Die 38 Richterinnen und Richter des Bundesgerichts werden von der Vereinigten Bundesversammlung (Nationalrat und Ständerat) auf Vorschlag der parlamentarischen Gerichtskommission nach fachlichen, sprachlichen, regionalen und parteipolitischen Kriterien für eine Amtsperiode von jeweils sechs Jahren gewählt. Bundesrichterinnen und -richter können unbeschränkt oft wiedergewählt werden; die Altersgrenze liegt bei 68 Jahren. Aus dem Kreis der amtierenden Richterinnen und Richter wählt die Bundesversammlung den Präsidenten oder die Präsidentin und den Vizepräsidenten oder die Vizepräsidentin des Bundesgerichts. Am Bundesgericht sind zudem 19 nebenamtliche Bundesrichterinnen und Bundesrichter tätig. Weiter gibt es rund 280 Stellen für Gerichtsschreiberinnen, Gerichtsschreiber sowie andere Mitarbeitende.
Sitz: Lausanne
Bundesstrafgericht
Das Bundesstrafgericht urteilt in Straffällen, die wegen ihrer besonderen Thematik oder Bedeutung der Gerichtsbarkeit der Eidgenossenschaft unterstellt sind. Zudem entscheidet es über Beschwerden gegen die Strafverfolgungsbehörden des Bundes, in Rechtshilfefällen und bei Kompetenzstreitigkeiten.
Die meisten Straffälle werden in erster Instanz durch kantonale Gerichte entschieden. Nur bei bestimmten Kategorien von Delikten sieht das Gesetz eine Beurteilung auf eidgenössischer Ebene durch das Bundesstrafgericht vor. Dazu gehören Straftaten gegen die Interessen des Bundes, Sprengstoffdelikte, grenzüberschreitende Fälle von Wirtschaftskriminalität, organisiertes Verbrechen, Korruption und Geldwäscherei sowie Straftaten mit Bezug zur Luftfahrt oder zu Kriegsmaterial. Das Bundesstrafgericht überprüft auf Beschwerde hin zudem Anordnungen der Strafverfolgungsbehörden des Bundes, im Verwaltungsstrafrecht und in internationalen Rechtshilfefällen in Strafsachen. Es entscheidet weiter bei Zuständigkeitskonflikten zwischen Strafverfolgungsbehörden. Die meisten Entscheide können ans Bundesgericht weitergezogen werden.

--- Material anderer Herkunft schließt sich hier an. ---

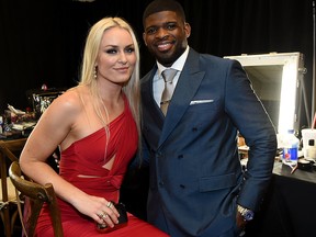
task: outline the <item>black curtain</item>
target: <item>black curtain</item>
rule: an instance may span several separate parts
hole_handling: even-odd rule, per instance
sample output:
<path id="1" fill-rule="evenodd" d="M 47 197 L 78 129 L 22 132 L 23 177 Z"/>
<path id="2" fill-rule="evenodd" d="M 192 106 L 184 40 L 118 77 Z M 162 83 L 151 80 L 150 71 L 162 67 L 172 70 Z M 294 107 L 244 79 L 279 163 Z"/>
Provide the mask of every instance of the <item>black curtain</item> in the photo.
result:
<path id="1" fill-rule="evenodd" d="M 143 44 L 142 14 L 151 0 L 0 0 L 0 113 L 30 105 L 25 91 L 77 84 L 88 29 L 106 15 L 134 26 L 142 74 L 154 59 Z M 312 100 L 313 0 L 179 0 L 192 26 L 191 47 L 216 56 L 301 52 Z"/>

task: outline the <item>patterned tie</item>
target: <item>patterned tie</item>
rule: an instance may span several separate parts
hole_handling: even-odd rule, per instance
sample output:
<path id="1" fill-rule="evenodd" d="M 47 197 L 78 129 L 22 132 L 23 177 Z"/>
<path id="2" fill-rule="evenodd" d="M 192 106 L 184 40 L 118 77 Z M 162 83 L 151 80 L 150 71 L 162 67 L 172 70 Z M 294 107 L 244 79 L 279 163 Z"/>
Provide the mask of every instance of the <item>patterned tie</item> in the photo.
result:
<path id="1" fill-rule="evenodd" d="M 160 103 L 160 109 L 162 113 L 167 114 L 168 105 L 170 103 L 174 87 L 172 84 L 172 80 L 177 74 L 176 69 L 169 68 L 162 71 L 162 78 L 165 80 L 165 89 L 162 91 L 161 95 L 161 103 Z"/>

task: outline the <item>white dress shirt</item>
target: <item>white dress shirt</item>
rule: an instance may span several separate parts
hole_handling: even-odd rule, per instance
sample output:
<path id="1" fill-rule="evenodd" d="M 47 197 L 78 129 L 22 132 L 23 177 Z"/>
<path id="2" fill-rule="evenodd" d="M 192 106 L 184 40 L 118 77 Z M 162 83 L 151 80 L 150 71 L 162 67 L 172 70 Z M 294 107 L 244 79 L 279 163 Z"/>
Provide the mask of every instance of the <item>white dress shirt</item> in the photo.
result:
<path id="1" fill-rule="evenodd" d="M 189 54 L 189 46 L 187 47 L 187 49 L 184 50 L 184 53 L 173 63 L 173 65 L 170 68 L 177 69 L 177 75 L 173 78 L 173 86 L 176 88 L 178 79 L 180 77 L 180 74 L 183 69 L 184 63 L 187 60 Z M 154 91 L 154 99 L 156 101 L 156 103 L 158 104 L 158 106 L 160 106 L 160 102 L 161 102 L 161 94 L 162 91 L 165 89 L 165 81 L 163 78 L 161 76 L 161 72 L 167 69 L 166 67 L 163 67 L 161 64 L 159 64 L 157 61 L 157 66 L 158 66 L 158 70 L 156 71 L 155 76 L 154 76 L 154 80 L 153 80 L 153 91 Z"/>

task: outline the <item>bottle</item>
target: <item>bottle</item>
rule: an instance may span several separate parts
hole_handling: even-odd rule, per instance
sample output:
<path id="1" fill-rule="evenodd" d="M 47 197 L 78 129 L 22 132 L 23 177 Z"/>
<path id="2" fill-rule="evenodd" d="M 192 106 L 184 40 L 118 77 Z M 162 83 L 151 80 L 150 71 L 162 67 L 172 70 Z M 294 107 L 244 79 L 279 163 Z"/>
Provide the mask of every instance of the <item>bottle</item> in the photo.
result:
<path id="1" fill-rule="evenodd" d="M 0 134 L 3 133 L 3 117 L 0 116 Z"/>
<path id="2" fill-rule="evenodd" d="M 294 129 L 289 129 L 283 140 L 282 161 L 295 166 L 298 160 L 300 139 L 294 135 Z"/>

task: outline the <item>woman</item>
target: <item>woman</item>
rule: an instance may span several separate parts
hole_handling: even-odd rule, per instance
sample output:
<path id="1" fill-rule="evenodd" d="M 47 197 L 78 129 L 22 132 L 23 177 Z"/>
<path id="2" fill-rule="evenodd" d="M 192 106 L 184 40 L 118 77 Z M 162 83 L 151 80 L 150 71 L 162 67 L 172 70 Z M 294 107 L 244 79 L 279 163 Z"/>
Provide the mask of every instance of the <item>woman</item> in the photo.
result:
<path id="1" fill-rule="evenodd" d="M 132 27 L 120 18 L 97 22 L 88 35 L 79 86 L 54 100 L 21 154 L 22 171 L 53 183 L 65 236 L 99 236 L 113 228 L 120 185 L 139 136 L 139 50 Z M 59 174 L 46 158 L 60 149 Z M 34 172 L 34 170 L 36 172 Z M 112 202 L 111 202 L 112 201 Z M 44 208 L 38 236 L 54 236 Z M 108 236 L 167 236 L 128 214 L 128 225 Z"/>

Das Bundesstrafgericht besteht seit 2004 und hat seinen Sitz in Bellinzona. Es ist in eine Straf-, eine Beschwerde- und eine Berufungskammer gegliedert. Die Richterinnen und Richter werden von der Bundesversammlung für eine Amtsdauer von sechs Jahren gewählt.
Das Gericht zählt 21 ordentliche Richterinnen und Richter (18,4 Vollzeitstellen) und 12 nebenamtliche Richterinnen und Richter. Sie werden unterstützt von rund 60 Mitarbeitenden (52,5 Vollzeitstellen).
Sitz: Bellinzona
Bundesverwaltungsgericht
Marianne Ryter
Präsidentin
Das Bundesverwaltungsgericht entscheidet über die Beschwerden gegen Verfügungen der eidgenössischen Verwaltungsbehörden. Die jährlich rund 7500 Fälle des grössten Gerichts des Bundes betreffen die verschiedensten Lebensbereiche.
Die Themen der vom Bundesverwaltungsgericht behandelten Fälle reichen von Umwelt, Verkehr, Energie, Steuern und Bildung über Wirtschaft, Wettbewerb, Sozialversicherung und Gesundheitswesen bis zum Bürger-, Ausländer- und Asylrecht. Die aufgeworfenen Fragen sind gesellschaftlich oft von grosser Tragweite, beispielsweise bei Grundsatzentscheiden im Asylrecht und bei grossen Verkehrs- oder Infrastrukturprojekten. Neben Verfügungen von Bundesverwaltungsbehörden können dem Gericht in einigen Sachgebieten auch Entscheide der Kantonsregierungen zur Überprüfung vorgelegt werden. In der Regel ist ein Weiterzug ans Bundesgericht möglich. In gewissen Materien, wie zum Beispiel im Asylbereich, entscheidet das Bundesverwaltungsgericht dagegen abschliessend.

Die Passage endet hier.